There are ways of protecting images online, so you can't download them, etc., but my tech skills don't extend there. I believe the Coconut Grove Arts Festival artist images have been added to their website this way. You might know what I'm pretty hazy about here. 

Thank you, Greg. I liked it too and I'm usually not totally pleased with how well I've done. This was interesting to me, Dave was very forthcoming, and it wasn't all a commercial, but useful and helpful to many. I hope.

Comment by Judy Christian on Thursday
Ok I listened, first time ever to listen to a podcast as I thought I might have trouble hooking it up- no trouble at all- just click and listen!
Thanks for posting it. I have a better understanding of using facebook now for bus.
Comment by Connie Mettler on Thursday

Good, Judy. There is nothing to it! You're right, just "click" and listen ... 

People asking for Dave's successful Facebook page, here it is: https://www.facebook.com/hangingwatergardens/

Comment by Larry Sohn on Thursday

Connie, As you know I'm pretty much in the loop, as far as IT. 

Currently, there is no way to keep someone from downloading a photo, they see on a website, to their own computer. Many simple methods such as disabeling right click, blank front layers, etc. However they only slow down or stop the lay person. This is the first image from that site. Artist Abdiel Acosta.  Look at it. it is not great quality, however ti will suffice for most people. It took almost 3 minutes to accomplish.

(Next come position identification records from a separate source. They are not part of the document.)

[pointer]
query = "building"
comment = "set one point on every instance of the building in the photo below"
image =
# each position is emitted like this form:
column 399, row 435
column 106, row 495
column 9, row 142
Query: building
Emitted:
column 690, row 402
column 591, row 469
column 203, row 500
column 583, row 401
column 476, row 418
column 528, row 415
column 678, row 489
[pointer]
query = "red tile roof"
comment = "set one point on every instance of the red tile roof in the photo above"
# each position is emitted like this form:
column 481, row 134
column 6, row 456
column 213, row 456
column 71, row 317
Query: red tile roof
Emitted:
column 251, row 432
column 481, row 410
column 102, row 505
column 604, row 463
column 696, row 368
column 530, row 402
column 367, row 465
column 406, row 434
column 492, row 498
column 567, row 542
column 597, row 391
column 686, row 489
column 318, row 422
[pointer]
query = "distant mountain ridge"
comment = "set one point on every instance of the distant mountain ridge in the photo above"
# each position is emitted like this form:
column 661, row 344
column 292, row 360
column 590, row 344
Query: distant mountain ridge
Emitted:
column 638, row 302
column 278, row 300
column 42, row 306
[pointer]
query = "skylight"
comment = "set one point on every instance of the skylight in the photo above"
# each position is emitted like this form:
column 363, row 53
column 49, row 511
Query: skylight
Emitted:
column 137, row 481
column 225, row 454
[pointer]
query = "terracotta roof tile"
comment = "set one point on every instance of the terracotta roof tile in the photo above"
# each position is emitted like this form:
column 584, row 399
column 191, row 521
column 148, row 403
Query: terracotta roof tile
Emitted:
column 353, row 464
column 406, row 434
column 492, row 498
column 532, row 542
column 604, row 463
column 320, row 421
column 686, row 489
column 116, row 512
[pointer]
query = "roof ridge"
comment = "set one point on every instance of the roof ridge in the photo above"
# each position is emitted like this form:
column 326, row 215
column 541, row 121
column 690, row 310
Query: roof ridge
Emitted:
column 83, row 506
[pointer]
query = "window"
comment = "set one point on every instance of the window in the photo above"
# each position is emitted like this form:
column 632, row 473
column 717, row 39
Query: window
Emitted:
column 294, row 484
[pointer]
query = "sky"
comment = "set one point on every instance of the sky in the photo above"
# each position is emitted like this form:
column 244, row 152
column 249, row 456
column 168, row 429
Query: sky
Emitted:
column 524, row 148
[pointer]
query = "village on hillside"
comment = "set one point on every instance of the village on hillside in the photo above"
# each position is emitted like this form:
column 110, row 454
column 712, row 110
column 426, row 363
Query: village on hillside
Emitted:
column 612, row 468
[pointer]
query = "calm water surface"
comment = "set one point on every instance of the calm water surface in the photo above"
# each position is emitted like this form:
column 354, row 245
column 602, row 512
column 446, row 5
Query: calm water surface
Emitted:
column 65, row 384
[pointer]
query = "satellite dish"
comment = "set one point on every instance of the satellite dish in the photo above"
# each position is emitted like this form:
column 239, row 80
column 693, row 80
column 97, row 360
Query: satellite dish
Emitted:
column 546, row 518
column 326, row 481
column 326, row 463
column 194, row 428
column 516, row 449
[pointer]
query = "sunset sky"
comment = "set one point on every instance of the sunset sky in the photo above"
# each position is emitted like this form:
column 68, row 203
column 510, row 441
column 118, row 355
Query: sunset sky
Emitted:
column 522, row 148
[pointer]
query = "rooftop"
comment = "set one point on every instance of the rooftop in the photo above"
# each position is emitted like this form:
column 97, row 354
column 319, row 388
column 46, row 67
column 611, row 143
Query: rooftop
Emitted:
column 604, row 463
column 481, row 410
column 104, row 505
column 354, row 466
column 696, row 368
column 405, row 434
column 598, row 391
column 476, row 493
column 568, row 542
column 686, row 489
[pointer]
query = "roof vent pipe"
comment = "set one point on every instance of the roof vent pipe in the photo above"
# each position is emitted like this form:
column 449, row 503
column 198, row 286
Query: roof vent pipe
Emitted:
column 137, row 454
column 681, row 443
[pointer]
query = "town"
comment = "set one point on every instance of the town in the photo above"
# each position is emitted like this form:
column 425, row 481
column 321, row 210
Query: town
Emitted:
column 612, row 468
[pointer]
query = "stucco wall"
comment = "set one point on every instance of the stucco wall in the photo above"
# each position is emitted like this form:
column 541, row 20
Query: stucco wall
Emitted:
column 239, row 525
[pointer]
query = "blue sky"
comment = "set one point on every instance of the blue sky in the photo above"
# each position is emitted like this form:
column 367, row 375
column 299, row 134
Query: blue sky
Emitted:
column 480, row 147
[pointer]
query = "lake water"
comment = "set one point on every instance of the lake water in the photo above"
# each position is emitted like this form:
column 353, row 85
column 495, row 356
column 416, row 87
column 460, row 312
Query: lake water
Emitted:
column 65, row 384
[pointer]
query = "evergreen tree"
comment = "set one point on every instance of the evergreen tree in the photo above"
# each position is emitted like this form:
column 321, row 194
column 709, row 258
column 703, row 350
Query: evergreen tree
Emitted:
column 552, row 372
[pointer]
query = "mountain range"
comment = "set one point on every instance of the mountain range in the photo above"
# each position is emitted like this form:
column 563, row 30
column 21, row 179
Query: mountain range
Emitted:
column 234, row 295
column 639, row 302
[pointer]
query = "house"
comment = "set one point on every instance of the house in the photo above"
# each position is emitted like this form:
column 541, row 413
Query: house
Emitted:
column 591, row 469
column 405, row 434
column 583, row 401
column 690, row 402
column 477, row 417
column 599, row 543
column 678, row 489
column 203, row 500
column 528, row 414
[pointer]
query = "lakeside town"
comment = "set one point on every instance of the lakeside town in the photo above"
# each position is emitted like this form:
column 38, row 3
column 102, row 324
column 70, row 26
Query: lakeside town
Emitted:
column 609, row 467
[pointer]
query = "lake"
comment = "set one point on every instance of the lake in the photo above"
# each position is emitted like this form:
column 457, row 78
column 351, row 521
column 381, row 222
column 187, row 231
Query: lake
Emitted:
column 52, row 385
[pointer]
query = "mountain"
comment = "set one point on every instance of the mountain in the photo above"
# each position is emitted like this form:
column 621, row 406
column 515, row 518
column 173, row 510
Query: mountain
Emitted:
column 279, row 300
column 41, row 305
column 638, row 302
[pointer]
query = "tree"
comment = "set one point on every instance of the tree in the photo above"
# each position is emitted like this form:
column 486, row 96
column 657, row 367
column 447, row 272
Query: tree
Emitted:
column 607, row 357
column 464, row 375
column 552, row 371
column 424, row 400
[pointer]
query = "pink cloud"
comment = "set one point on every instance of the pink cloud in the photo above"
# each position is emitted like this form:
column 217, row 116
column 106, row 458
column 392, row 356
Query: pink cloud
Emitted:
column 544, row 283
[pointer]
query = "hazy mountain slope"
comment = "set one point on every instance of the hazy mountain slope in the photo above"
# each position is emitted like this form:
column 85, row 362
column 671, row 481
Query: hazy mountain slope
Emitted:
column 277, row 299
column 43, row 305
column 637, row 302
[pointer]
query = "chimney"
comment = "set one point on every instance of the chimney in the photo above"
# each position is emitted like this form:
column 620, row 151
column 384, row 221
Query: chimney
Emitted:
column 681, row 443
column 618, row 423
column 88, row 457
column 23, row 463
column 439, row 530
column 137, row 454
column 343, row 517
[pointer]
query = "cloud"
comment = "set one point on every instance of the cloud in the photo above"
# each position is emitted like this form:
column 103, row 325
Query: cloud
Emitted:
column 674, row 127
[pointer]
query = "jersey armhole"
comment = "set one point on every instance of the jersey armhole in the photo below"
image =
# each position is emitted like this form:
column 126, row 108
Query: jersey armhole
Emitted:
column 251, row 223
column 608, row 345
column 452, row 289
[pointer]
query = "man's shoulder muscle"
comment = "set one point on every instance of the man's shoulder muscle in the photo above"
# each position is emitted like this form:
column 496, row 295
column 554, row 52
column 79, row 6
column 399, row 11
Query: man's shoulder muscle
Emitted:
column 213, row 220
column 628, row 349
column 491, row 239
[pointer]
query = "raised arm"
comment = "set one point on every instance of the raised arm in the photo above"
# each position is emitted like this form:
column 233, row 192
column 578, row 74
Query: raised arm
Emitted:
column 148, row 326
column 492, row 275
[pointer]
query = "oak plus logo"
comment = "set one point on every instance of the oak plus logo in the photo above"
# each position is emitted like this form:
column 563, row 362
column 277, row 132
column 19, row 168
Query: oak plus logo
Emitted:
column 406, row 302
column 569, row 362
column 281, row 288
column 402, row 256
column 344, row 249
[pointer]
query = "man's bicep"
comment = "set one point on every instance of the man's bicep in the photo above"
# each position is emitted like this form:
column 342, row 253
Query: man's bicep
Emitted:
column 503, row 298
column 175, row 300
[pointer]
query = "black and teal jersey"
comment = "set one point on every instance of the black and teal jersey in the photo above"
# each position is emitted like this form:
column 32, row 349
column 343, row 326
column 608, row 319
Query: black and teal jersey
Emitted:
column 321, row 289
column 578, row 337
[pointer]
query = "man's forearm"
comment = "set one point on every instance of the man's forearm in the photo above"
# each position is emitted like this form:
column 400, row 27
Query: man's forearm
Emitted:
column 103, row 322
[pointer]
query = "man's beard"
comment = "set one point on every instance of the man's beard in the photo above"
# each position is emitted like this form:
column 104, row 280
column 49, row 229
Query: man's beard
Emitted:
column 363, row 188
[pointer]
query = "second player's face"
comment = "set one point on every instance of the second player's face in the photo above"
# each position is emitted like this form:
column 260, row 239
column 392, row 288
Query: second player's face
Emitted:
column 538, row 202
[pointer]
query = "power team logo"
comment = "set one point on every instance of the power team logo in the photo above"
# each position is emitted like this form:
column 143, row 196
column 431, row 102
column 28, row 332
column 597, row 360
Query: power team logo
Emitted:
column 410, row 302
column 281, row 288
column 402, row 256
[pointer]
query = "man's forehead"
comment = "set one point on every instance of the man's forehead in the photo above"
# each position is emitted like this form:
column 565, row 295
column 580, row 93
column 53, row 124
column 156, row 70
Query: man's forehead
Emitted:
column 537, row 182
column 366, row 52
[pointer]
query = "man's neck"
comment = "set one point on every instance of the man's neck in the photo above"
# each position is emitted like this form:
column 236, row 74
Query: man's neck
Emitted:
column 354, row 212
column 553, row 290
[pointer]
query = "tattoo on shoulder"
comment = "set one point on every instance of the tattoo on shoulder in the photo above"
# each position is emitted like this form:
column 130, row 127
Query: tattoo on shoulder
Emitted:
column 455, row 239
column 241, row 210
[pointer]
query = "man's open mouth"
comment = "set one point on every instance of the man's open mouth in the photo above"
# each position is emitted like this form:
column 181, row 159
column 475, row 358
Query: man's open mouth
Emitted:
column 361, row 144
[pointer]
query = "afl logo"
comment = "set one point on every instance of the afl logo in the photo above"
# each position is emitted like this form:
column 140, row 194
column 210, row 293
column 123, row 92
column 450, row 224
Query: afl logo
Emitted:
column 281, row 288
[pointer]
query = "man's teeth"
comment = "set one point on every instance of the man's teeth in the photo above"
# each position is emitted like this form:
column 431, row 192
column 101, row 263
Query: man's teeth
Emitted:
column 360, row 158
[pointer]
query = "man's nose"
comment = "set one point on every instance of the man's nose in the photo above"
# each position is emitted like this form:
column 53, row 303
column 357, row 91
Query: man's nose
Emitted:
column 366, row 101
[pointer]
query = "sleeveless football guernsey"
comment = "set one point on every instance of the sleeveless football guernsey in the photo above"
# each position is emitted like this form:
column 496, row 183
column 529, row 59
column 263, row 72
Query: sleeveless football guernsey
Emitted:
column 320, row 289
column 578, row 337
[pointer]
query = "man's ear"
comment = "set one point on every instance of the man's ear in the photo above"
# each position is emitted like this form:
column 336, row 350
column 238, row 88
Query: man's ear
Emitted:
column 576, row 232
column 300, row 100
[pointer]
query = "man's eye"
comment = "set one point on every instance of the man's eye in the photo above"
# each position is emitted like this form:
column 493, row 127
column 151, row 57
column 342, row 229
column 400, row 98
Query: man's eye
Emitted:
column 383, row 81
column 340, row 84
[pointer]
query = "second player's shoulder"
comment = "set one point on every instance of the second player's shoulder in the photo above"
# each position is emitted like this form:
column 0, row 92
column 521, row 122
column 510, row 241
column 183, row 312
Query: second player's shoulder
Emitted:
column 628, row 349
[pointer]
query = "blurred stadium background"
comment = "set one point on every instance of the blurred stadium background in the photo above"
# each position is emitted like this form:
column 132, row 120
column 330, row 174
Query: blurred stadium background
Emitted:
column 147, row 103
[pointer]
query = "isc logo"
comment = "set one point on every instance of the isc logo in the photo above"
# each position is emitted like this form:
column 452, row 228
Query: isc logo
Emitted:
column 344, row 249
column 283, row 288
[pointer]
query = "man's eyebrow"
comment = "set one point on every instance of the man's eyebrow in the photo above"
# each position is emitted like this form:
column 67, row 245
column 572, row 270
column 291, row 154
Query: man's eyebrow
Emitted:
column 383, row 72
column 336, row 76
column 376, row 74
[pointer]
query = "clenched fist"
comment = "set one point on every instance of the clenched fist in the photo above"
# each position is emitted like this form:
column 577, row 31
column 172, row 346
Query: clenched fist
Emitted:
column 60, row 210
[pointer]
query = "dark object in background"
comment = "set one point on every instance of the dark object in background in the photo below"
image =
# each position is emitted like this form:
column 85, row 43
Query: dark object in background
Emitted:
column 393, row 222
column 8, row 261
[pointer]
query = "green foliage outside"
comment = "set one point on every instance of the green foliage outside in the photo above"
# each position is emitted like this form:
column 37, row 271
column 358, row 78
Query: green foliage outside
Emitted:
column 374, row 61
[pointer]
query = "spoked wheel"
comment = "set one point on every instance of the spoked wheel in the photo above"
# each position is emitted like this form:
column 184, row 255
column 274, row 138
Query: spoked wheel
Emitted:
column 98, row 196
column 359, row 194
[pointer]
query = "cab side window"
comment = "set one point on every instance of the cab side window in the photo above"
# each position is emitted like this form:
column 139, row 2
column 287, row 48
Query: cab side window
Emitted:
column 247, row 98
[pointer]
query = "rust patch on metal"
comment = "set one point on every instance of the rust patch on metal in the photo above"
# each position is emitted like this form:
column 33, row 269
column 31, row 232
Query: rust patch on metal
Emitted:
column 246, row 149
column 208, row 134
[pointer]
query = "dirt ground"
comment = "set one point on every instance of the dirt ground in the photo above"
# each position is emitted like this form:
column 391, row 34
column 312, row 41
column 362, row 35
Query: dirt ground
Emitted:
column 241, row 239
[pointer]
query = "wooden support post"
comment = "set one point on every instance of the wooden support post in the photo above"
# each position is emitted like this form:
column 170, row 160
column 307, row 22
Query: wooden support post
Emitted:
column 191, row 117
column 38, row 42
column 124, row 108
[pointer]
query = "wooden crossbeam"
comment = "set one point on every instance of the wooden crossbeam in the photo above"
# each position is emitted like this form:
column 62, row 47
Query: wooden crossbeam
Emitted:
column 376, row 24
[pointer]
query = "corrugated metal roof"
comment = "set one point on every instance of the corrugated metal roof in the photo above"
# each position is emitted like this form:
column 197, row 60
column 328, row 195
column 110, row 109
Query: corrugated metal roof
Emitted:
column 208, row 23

Comment by Greg Little on Friday

Hello Connie,

Thanks for the excellent podcast. Facebook marketing is something I have been really thinking about for a while and I knew I had to do if I want to continually grow and expand.I don't know much about computers and marketing but I am passionate about my wood art.

David Emmon's podcast made me realize that I just need to redirect some of that passion to learning Facebook Marketing strategies... therefore I signed up for his online course toDay.

Comment by Connie Mettler on Friday

Greg, why travel forever?? why not build an audience where it doesn't take such a toll on your time, body and $$. The high overhead of art fairs can be alleviated, I believe, by doing fewer shows, especially the marginal ones, make sales online and shoot for the big shows. Plus, it means as you get older you have built a business that means you don't have to meet every customer in person.

(On that note. You've been a participant on this forum for a long time and I feel like you and I know one another. Meeting you face to face would be great, it's a relationship we've established over the years. We've established a trust ... online marketing can do that for you too.)

Comment by JEFF LEEDY on Friday

I was very attracted to the appeal of David Emmons course ($1000) so I attended his webinar a month ago.  I took notes furiously but upon reviewing them I realized that David gave clues to his program but not actually how to do the process. After all he is selling his program-and the appeal is very compelling. What I need before I spend money I can't spare right now, are testimonials that confirm that his extensive program can work for me & others. If it does, I'm in.

My show sales are not great so if this could produce for me, I'm all in.